Este agotamiento del ciclo no ha beneficiado a la izquierda moderada y socialdemócrata del PSOE, que ha perdido un tercio de sus votantes tradicionales, que durante esta campaña ha ocultado sus siglas de “país valencià” para presentarse sólo como PSOE y no como PSPV. Tampoco ha beneficiado al valencianismo moderado que había sido reciclado por el PP. Ha beneficiado a las izquierdas, en plural, es decir, a unas izquierdas que habían mostrado sus reparos a la Constitución del 78 y la cultura de la transición, ha beneficiado al conjunto de colectivos hasta ahora marginales que lideraron el 15M (que diseñaron, planificaron y organizaron las sucesivas manifestaciones anti-sistema de los últimos años) y, sobre todo, ha beneficiado a una izquierda burguesamente “alternativa”, anti-sistema, pancatalanista, ecologista y, en algunos casos, resentida y con voluntad de revancha.

Unas izquierdas en plural que no sólo aplauden el mal gusto de la política camisetera que no respetó las formas, sino unas izquierdas movilizadas y lideradas desde administraciones públicas, centros educativos públicos y con fondos públicos. Numerosos empleados de estos centros han presumido ostensiblemente de protestar ante las sedes del PP, manifestarse sin permisos en las plazas públicas, mirar para otro lado cuando se han quemado contenedores o destrozado mobiliario público y atribuirse un pedigree democrático que, si no promovían directamente, al menos consentían con ciertas prácticas totalitarias. Estas izquierdas en plural no son los portavoces de los pobres, los desfavorecidos y los parados, tampoco de los marginados o vagabundos.

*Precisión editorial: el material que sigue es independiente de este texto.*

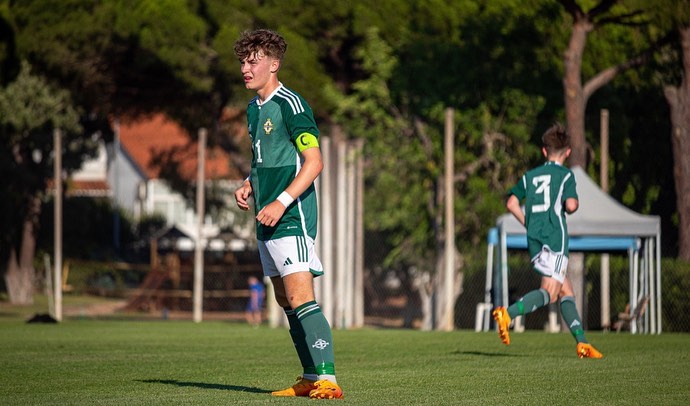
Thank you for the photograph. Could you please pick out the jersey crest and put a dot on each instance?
(268, 126)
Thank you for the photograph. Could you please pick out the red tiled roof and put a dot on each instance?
(159, 143)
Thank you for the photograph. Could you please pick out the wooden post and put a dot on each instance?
(199, 246)
(605, 264)
(449, 279)
(57, 173)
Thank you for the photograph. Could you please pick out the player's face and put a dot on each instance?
(257, 70)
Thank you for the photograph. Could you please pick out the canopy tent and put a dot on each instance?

Podríamos encontrar más razones para explicar el fracaso del PP y la cruzada contra la corrupción. Además del frágil liderazgo de Fabra y el cambio de ciclo político, tampoco se puede menospreciar el desprecio de la cantera, el abandono de las clases medias, la ridiculización de las tradiciones con las que se formaron las bases y, sobre todo, cierta incapacidad para liderar políticas públicas en una economía social de mercado o unas políticas sociales vertebradas desde la responsabilidad solidaria. Razones que exigen una historia que tendrá que ser contada en otra ocasión.